Walkthrough: Simple analysis using the Draw command, part 2
(10 minutes)
Instead of just plotting a single variable, let’s try plotting two variables at once:
tree1.Draw("ebeam:px")
my_canvas.Draw()
A 2D plot
This is a scatterplot, a handy way of observing the correlations between
two variables. The Draw
command interprets the variables as
(“y:x”) to decide which axes to use.
It’s easy to fall into the trap of thinking that each (x,y) point on a scatterplot represents two values in your n-tuple. The scatterplot is a grid; each square in the grid is randomly populated with a density of dots proportional to the number of values in that square.

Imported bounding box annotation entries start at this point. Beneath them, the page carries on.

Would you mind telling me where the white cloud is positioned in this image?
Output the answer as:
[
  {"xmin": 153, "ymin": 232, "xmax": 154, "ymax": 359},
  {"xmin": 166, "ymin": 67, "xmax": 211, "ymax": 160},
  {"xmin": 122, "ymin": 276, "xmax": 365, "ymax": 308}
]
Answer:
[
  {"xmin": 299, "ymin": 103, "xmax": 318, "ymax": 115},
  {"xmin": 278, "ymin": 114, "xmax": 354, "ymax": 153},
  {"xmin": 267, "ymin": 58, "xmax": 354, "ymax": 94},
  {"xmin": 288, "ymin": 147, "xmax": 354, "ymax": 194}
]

Try making scatterplots of different pairs of variables. Do you see any correlations?
Correlations
If you see a shapeless blob on the scatterplot, the variables are likely
to be uncorrelated; for example, plot px
versus py
. If you see a
pattern, there may be a correlation; for example, plot pz
versus
zv
. It appears that the higher pz
is, the lower zv
is, and
vice versa. Perhaps the particle loses energy before it is deflected in
the target.
Let’s create a “cut” (a limit on the range of a variable):
tree1.Draw("zv","zv<20")
my_canvas.Draw()
Look at the x-axis of the histogram. Compare this with:
tree1.Draw("zv")
my_canvas.Draw()
Axis range
Note that ROOT determines an appropriate range for the x-axis of your histogram. Enjoy this while you can; this feature is lost when you start using analysis scripts.1
A variable in a cut does not have to be one of the variables you’re plotting:
tree1.Draw("ebeam","zv<20")
Try this with some of the other variables in the tree.
ROOT’s symbol for logical AND is &&
. Try using this in a cut, e.g.:
tree1.Draw("ebeam","px>10 && zv<20")
- 1
After this point, I won’t include the
my_canvas.Draw()
line in future examples, and you’ll have to remember to execute that line. I assume you’ve gotten into the habit of re-using or cut-and-pasting lines between cells.